Hall Monitor - Map of schools visited by Rep. Diego Bernal | San Antonio Charter Moms

There’s no doubt Bernal will face an uphill battle on any proposal that increases spending, but he doesn’t buy the “we don’t have the money” argument.

“We find ways to fund all kinds of stuff,” Bernal said.

The real battle, he knows, is getting conservative lawmakers to acknowledge that there are some challenges associated with poverty that personal responsibility can’t address. But he’s ready to strategize. For instance, in arguing that funding formulas should be based on enrollment, not attendance, he points out that an elementary schooler has little control over whether or not they are at school.
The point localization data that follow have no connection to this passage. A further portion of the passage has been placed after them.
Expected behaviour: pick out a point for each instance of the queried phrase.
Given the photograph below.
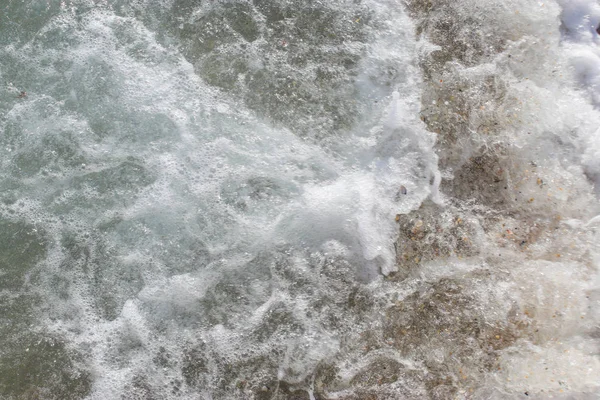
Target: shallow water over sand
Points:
(299, 200)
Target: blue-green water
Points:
(284, 199)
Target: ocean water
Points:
(299, 199)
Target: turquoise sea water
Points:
(285, 199)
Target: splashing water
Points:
(283, 199)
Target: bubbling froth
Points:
(291, 200)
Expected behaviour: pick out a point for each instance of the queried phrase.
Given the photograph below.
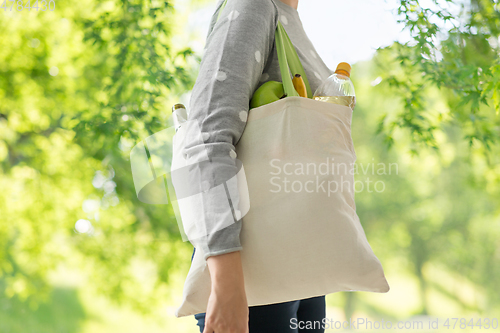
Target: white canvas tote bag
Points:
(301, 236)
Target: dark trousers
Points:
(300, 316)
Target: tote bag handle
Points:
(288, 59)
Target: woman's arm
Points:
(227, 309)
(236, 54)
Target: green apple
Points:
(269, 92)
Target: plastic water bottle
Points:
(337, 88)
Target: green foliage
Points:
(81, 85)
(78, 87)
(463, 61)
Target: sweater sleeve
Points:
(236, 53)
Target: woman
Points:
(240, 55)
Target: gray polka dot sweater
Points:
(239, 56)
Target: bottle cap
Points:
(343, 69)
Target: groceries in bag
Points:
(179, 115)
(338, 88)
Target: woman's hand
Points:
(227, 310)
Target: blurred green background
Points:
(82, 84)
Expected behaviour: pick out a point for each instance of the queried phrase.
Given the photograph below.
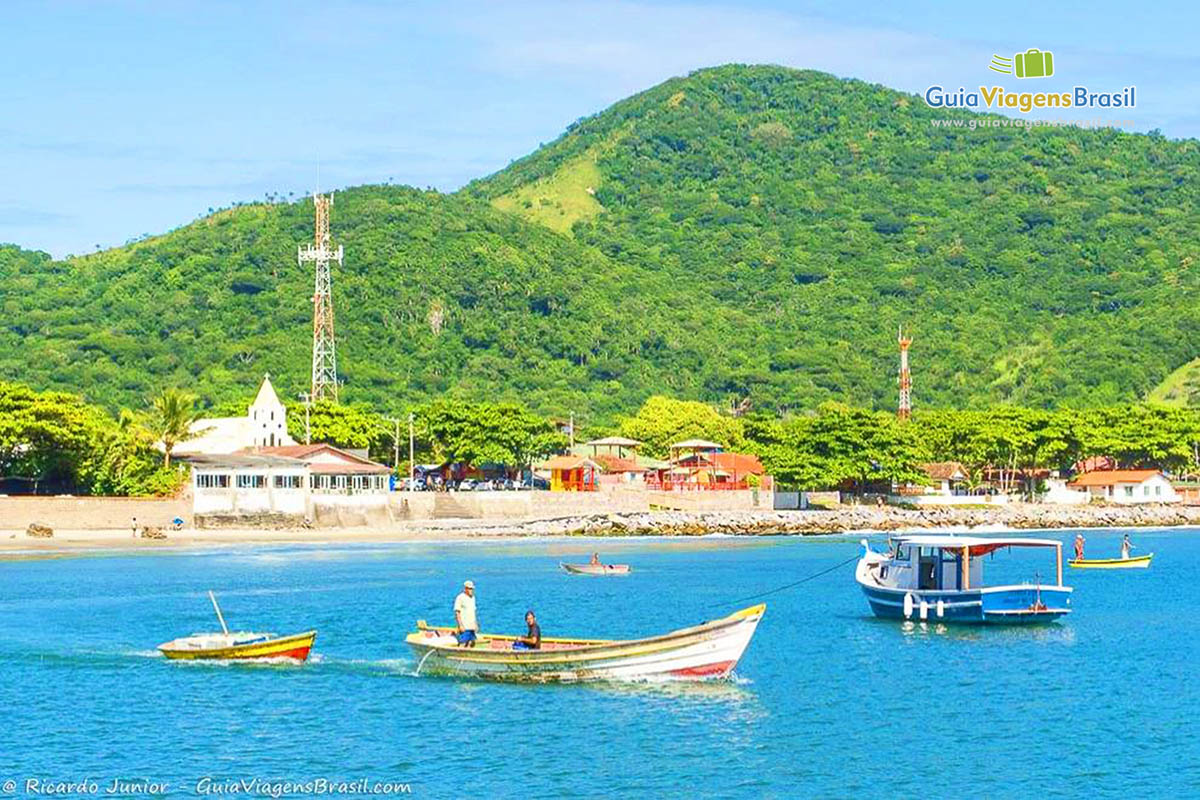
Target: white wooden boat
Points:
(706, 651)
(238, 645)
(597, 569)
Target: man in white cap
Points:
(466, 624)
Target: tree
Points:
(171, 419)
(663, 421)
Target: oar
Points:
(217, 609)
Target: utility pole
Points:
(412, 449)
(306, 398)
(321, 252)
(905, 409)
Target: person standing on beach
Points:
(465, 620)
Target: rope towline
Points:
(796, 583)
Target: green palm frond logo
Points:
(1030, 64)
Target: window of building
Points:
(287, 481)
(211, 481)
(251, 481)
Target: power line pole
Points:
(321, 253)
(306, 398)
(412, 449)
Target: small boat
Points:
(597, 569)
(940, 578)
(238, 645)
(1132, 563)
(706, 651)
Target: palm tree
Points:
(171, 419)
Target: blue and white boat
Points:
(940, 578)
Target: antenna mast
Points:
(321, 253)
(905, 409)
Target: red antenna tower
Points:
(905, 409)
(324, 350)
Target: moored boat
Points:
(597, 569)
(239, 645)
(1132, 563)
(940, 578)
(706, 651)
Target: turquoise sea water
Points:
(829, 702)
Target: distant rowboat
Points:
(706, 651)
(1133, 563)
(239, 645)
(597, 569)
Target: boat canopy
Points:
(977, 545)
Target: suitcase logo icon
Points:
(1030, 64)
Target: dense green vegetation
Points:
(739, 233)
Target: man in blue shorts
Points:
(465, 620)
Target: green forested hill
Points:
(743, 232)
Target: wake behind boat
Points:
(940, 578)
(597, 569)
(239, 645)
(706, 651)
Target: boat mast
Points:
(217, 609)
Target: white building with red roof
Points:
(1127, 486)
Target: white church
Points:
(265, 425)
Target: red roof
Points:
(351, 464)
(1111, 476)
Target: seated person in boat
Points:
(465, 621)
(532, 639)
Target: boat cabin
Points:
(949, 563)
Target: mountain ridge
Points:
(754, 232)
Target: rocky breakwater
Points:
(852, 518)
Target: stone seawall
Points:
(683, 523)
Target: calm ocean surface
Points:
(829, 702)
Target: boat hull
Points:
(1019, 605)
(222, 648)
(707, 651)
(1135, 563)
(597, 569)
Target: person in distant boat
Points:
(465, 621)
(532, 639)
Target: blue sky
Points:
(125, 118)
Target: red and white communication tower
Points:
(324, 352)
(905, 409)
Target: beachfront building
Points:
(249, 483)
(333, 470)
(1127, 486)
(573, 474)
(700, 464)
(946, 479)
(265, 425)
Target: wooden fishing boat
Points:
(940, 578)
(597, 569)
(1132, 563)
(239, 645)
(706, 651)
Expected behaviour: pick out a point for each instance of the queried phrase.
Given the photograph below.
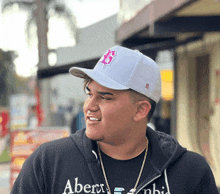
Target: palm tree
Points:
(39, 14)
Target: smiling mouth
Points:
(93, 119)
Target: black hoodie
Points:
(71, 165)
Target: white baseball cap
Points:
(121, 68)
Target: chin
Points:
(93, 135)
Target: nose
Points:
(91, 104)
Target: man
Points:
(116, 153)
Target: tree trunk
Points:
(42, 28)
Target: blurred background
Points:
(41, 39)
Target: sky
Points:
(12, 30)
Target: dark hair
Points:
(136, 96)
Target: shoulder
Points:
(194, 163)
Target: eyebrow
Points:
(102, 93)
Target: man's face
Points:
(109, 114)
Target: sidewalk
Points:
(4, 178)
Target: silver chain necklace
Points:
(139, 176)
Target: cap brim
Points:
(98, 77)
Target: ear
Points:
(143, 108)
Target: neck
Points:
(124, 151)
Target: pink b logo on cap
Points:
(108, 57)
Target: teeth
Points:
(93, 119)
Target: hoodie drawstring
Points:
(166, 181)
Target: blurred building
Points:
(191, 29)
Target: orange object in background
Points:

He can make a strong case that at the elementary level, taking funding away from schools with chronically absent populations is like kicking them when they are down. At the high school level, lawmakers start expecting other people’s kids to act like autonomous adults.

When audience members asked how the state would hold schools accountable to promote high attendance, Bernal pointed to elements of the state accountability rubric that measure attendance. (Also, any teacher will tell you that, as long as academic performance matters, attendance will matter, and schools will incentivize it.)

This sort of community feedback is not necessarily part of Bernal’s listening tour when it comes to educational issues, he said. He’s ready to receive it, but when it comes to laws that affect schools, he wants to defer to teachers.

“Whether you like what I’m saying or not, doesn’t make it less true,” Bernal said, and if community members disagree, they should take it up with the teachers and principals of House District 123.